Jim basically says that silver is hot and the demand for silver is insane and his comments are a real downer.

I would agree with Jim as I noticed this week that the markup over spot for Silver American Eagles at one of the lowest mark up dealers (that I've bought a lot from) is now at $3.60 per ounce over spot!  This actually changed from just one week ago when they were  at $2.60 over spot.  (mind you I'm talking purchases of more than 500 ounces at a time for this price).    I thought it odd on their website because they said they would not sell Silver Eagles because they felt that the mark up was too high.  I guess they felt the pressure.  So, if there is this kind of pressure to buy at any price, we know that we should probably be looking for an exit.  These kind of manias can go on longer than we think, but this is a BIG WARNING that people are buying at any cost. 

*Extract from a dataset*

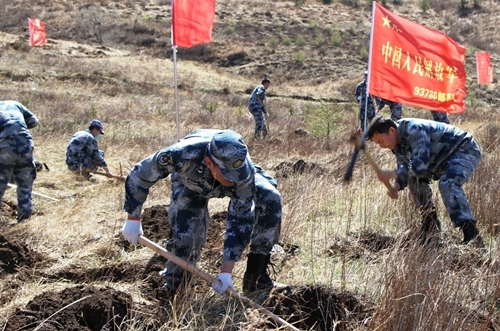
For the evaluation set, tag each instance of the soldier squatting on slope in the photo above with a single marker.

So, we have warning #1 – we see dealers marking up the cost to buy AND there is still a crazy demand (say bubble with me).

As I mentioned earlier today in the post about Fed Governor's comments about inflation, copper is looking sick and it will take down the rest of the commodities complex with it.  Silver and gold will not be immune to a copper crash.  Please review the post on inflation and Bullard's comments at MINISTRY OF DISINFORMATION – BULLARD SPEAKS.

Jim Cramer is actively commenting and favorable on a position in physical silver.  This should cause you to call your precious metal dealer and arrange for UPS delivery to them right now.

There may be room to run on silver, but most of all, it seems to be getting a bit crowded.  BE CAREFUL!